Here are my favorite practical techniques for writing clear code. Most of them can be found in the Software Engineering Body of Knowledge Chapter 3 or with great detail in Code Complete.
Naming: Naming is one of the most important aspects of clear code. I’ve written a full post about naming
- Abbreviations are usually bad
- don’t be afraid of long names
- name for semantic purpose, not type or implementation
- Related operations should have related names (e.g. Add/remove, Create/Delete, Read/Write)
- Use conventions to differentiate levels of constructs. Commonly classes/packages, functions, constants, and variables will have different capitalization conventions.
Sentence-like code blocks: Blocks of code should be comfortably read like a sentence. This encourages consistent level of abstraction and refactoring details into their own reusable components. Pseudo-code Programming Process (PPP) is a more rigorous technique in this vein.
Intentional spacing and indentation:
- Indentation: Intuitively indicates code hierarchy at a glance. E.g. membership in a class, function, control statement or continuation from a previous value assignment
- Spacing: add space between semantic groups of code within a code block. E.g. Between multiple steps of loading then using data, or between collecting data from many sources then operating on the arranged data.
Minimize variable lifespan: Fewer lines of code between when a variable is defined and its last use reduces the simultaneous facts a programmer needs to remember and reduces errors. It creates more cohesive groups of code.
Table-driven methods: Use a dictionary/table to lookup data instead of using conditionals. Easy to understand, easy to load from an external source, and generally performant.
Expressions: Every section of code should have a single clear output value. Avoid mutating data (e.g. conditionals that modify variables) or wrap the mutation in a dedicated function.
Patterns: Patterns are named solutions to common problems. They communicate the type of problem and type of solution very compactly. Use them and their naming conventions if you encounter a relevant problem.

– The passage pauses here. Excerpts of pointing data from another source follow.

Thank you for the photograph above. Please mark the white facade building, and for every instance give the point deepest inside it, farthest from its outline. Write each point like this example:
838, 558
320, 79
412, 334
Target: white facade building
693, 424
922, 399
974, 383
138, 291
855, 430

- An accessible catalog of common patterns
- Microsoft’s list of more specific patterns
- My most common are state machines, strategies, observers (think pub/sub), entity/value type, and decorators
Error cases and totality: Communicate how your code can go wrong in function signatures. E.g. no value, failed, invalid input
THINK! Unclear thoughts make unclear code. Think before you write.
TEST! Testing is one of the best techniques to clarify thought and think from the perspective of code consumers. Especially tests that aren’t tangled with implementations
Writing clean code is not just a matter of preference, it is a direct contributor to the quality and longevity of a system. The primary audience of our code is other coders, and their understanding is the primary measure of good code. Fortunately, research has enumerated practices that maximize code understandability.